Surveys in Geophysics

, Volume 37, Issue 2, pp 249–268 | Cite as

On Creating Global Gridded Terrestrial Water Budget Estimates from Satellite Remote Sensing

  • Yu ZhangEmail author
  • Ming Pan
  • Eric F. Wood


The increasing availability and reliability of satellite remote sensing products [e.g., precipitation (P), evapotranspiration (ET), and the total water storage change (TWSC)] make it feasible to estimate the global terrestrial water budget at fine spatial resolution. In this study, we start from a reference water budget dataset that combines all available data sources, including satellite remote sensing, land surface model (LSM) and reanalysis, and investigate the roles of different non-satellite remote sensing products in closing the terrestrial water budget through a sensitivity analysis by removing/replacing one or more categories of products during the budget estimation. We also study the differences made by various satellite products for the same budget variable. We find that the gradual removal of non-satellite data sources will generally worsen the closure errors in the budget estimates, and remote sensing retrievals of P, ET, and TWSC together with runoff (R) from LSM give the worst closure errors. The gauge-corrected satellite precipitation helps to improve the budget closure (4.2–9 % non-closure errors of annual mean precipitation) against using the non-gauge-corrected precipitation (7.6–10.4 % non-closure errors). At last, a data assimilation technique, the constrained Kalman filter, is applied to enforce the water balance, and it is found that the satellite remote sensing products, though with worst closure, yield comparable budget estimates in the constrained system to the reference data. Overall, this study provides a first comparison between the water budget closure using the satellite remote sensing products and a full combination of remote sensing, LSM, and reanalysis products on a quasi-global basis. This study showcases the capability and potential of the satellite remote sensing in closing the terrestrial water budget at fine spatial resolution if properly constrained.

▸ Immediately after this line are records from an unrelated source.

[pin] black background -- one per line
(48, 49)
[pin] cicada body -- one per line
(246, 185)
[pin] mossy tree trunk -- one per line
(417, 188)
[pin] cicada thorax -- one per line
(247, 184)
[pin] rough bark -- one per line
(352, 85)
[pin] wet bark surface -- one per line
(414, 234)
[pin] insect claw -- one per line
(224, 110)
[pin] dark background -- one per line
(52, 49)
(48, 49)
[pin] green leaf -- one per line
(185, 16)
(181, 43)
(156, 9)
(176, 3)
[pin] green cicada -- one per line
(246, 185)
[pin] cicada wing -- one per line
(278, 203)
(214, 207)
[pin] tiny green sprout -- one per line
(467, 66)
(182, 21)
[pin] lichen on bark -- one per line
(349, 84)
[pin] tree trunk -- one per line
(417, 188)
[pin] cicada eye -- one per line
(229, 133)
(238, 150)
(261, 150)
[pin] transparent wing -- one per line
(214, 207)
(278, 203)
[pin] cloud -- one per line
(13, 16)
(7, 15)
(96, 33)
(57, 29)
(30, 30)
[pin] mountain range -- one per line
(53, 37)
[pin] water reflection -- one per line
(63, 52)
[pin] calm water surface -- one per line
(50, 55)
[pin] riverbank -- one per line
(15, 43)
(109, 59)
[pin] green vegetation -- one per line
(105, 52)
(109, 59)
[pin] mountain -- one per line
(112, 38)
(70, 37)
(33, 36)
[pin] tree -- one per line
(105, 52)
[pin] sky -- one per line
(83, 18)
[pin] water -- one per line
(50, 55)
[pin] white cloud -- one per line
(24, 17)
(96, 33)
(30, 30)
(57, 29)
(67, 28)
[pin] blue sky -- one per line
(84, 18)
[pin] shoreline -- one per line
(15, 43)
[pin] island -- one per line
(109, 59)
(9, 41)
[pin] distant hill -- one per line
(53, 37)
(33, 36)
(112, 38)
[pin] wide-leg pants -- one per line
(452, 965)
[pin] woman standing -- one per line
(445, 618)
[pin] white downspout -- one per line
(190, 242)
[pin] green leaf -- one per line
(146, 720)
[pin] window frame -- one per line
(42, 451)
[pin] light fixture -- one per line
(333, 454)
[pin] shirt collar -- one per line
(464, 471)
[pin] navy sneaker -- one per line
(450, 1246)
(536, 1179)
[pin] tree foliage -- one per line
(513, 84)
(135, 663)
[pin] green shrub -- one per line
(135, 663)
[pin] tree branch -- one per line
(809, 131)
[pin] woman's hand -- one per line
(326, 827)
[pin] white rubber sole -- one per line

Global terrestrial water budget Satellite remote sensing CKF Constraint 



This paper is part of the special issue of the ISSI workshop on remote sensing and water resources. This work is supported by NASA research grants NNX08AN40A “Developing Consistent Earth System Data Records for the Global Terrestrial Water Cycle” and NNX09AK35G “Development and diagnostic analysis of a multi-decadal global evaporation product for NEWS”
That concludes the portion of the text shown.